At Der Zauber Kasten, Buffy fills the gang in on Dawn's activities. For some reason, possibly tracking purposes, Buffy is wearing a mangy weasel in place of a coat collar. Willow is aghast that Dawn burned her diaries since she's been keeping them "since she was…" "Seven. I remember too, Will," finishes Buffy. Look. I realize that, out of all the WB shows, Buffy probably has the best grasp on continuity and that I shouldn't complain. I mean, it's not like I have to deal with the actual folding of space and time that happens over on the Creek, but is it too much to ask that the writers stay clear about information that was imparted to us mere episodes ago? Like the news that Dawn moved to Sunnydale when she was nine? I could cut the writers some slack and assume that Willow has been told that Dawn has been keeping diaries since she was seven, but the line was written more like she's been watching the process since Dawn was seven. Anyway, Buffy splits the gang up into search parties, taking Spike on her team. Because Spike just stopped by Der Zauber Kasten to have a deep discussion with Giles about the changes in the Labour Party in Britain over the last century, I guess. Oh. Except that would totally never happen. Can someone tell me why he's here again? Contrivance waggles an eyebrow at me, and I tell him that as long as he's here he should run down to the damned store and pick me up some Vivarin before I fall asleep.

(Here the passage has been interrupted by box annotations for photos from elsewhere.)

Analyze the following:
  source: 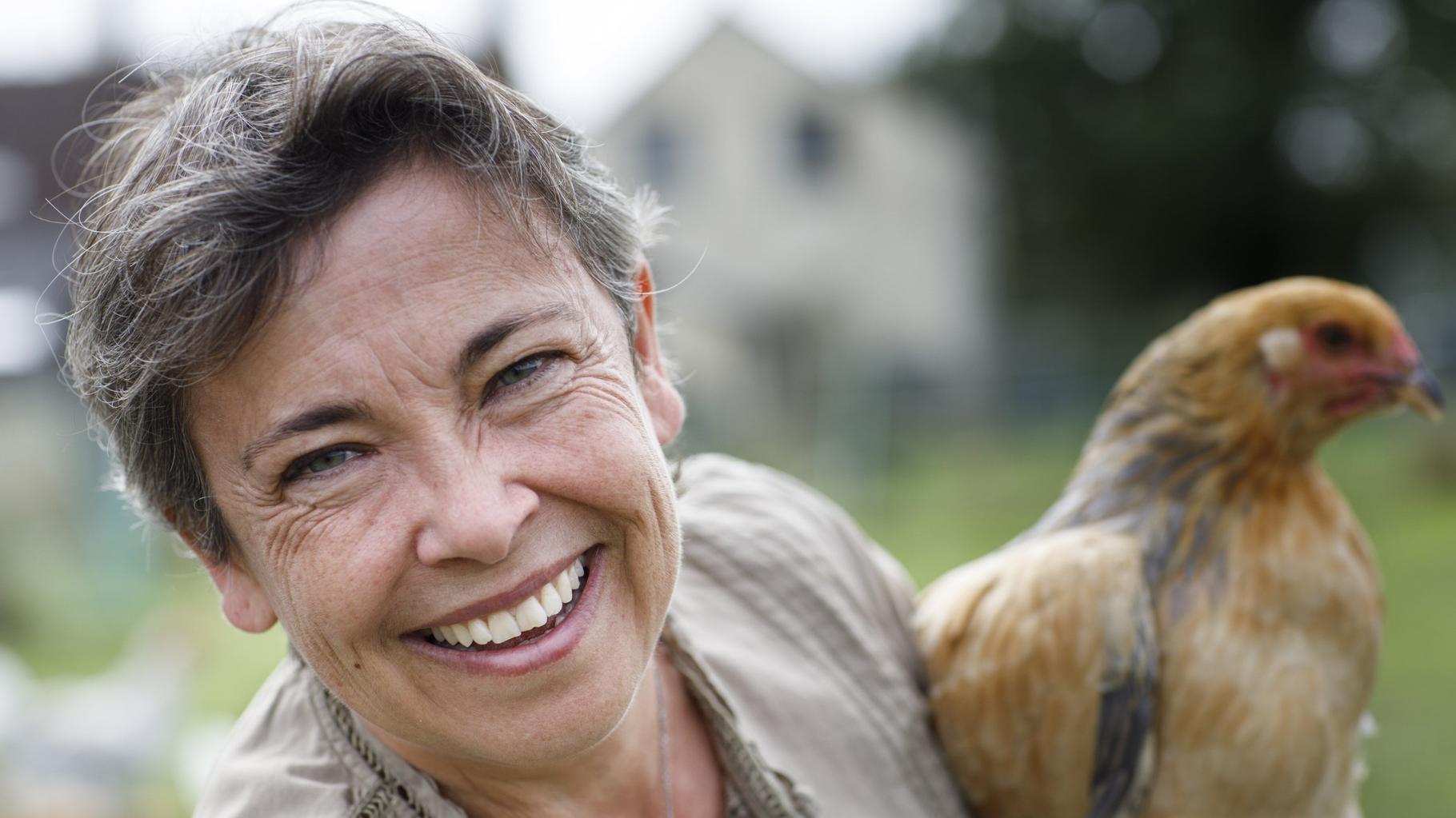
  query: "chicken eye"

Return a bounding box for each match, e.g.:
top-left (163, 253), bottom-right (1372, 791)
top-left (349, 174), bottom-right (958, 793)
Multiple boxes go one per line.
top-left (1314, 323), bottom-right (1355, 355)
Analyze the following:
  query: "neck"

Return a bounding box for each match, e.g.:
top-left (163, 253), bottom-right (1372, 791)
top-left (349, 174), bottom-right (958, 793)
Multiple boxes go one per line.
top-left (370, 653), bottom-right (666, 818)
top-left (1034, 384), bottom-right (1319, 589)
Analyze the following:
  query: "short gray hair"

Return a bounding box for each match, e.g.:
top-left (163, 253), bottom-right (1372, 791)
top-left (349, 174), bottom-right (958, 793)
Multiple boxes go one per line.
top-left (66, 10), bottom-right (659, 562)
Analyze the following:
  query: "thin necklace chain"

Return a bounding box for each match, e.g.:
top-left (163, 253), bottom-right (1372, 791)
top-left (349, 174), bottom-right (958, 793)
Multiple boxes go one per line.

Over at one of Sunnydale's many deserted playgrounds, Dawn walks by the swings and has a touching, utterly contrived memory of a young Buffy pushing her on the swings. I'm not going to blame the writers for the fact that memory-Buffy looks to be no more than thirteen (and sounds ten) and would, of course, not have been living in Sunnydale at that time. The shooting script claims the memory occurs in the playground Dawn is staring at, in which case Buffy should have been sixteen and Dawn about ten. Instead, I will content myself with being deeply disappointed with monks who crafted an entire existence for Dawn replete with actual physical diaries dating back seven years, but somehow forgot to insert realistic pseudo-images of sisterly affection. It's really true; they just don't make things like they used to.
Next there's a stupid scene in which Xander gets off on the fact that a thousands-of-years-old "super power in a raw form" is "digging the Xand-man." Xander manages to totally ignore the fact that he's deriving sexual satisfaction from the admiration of a fourteen-year-old girl. Giles is as disgusted as I am and stalks off. However, he doesn't point out, even though he really, really should, that when you look back on the crushes you had in your early teens, you're usually terribly, terribly embarrassed and that, like Dawn, Xander's haircut is about a thousand years out of place, having last been seen on a chap known as Dorkus Maximus.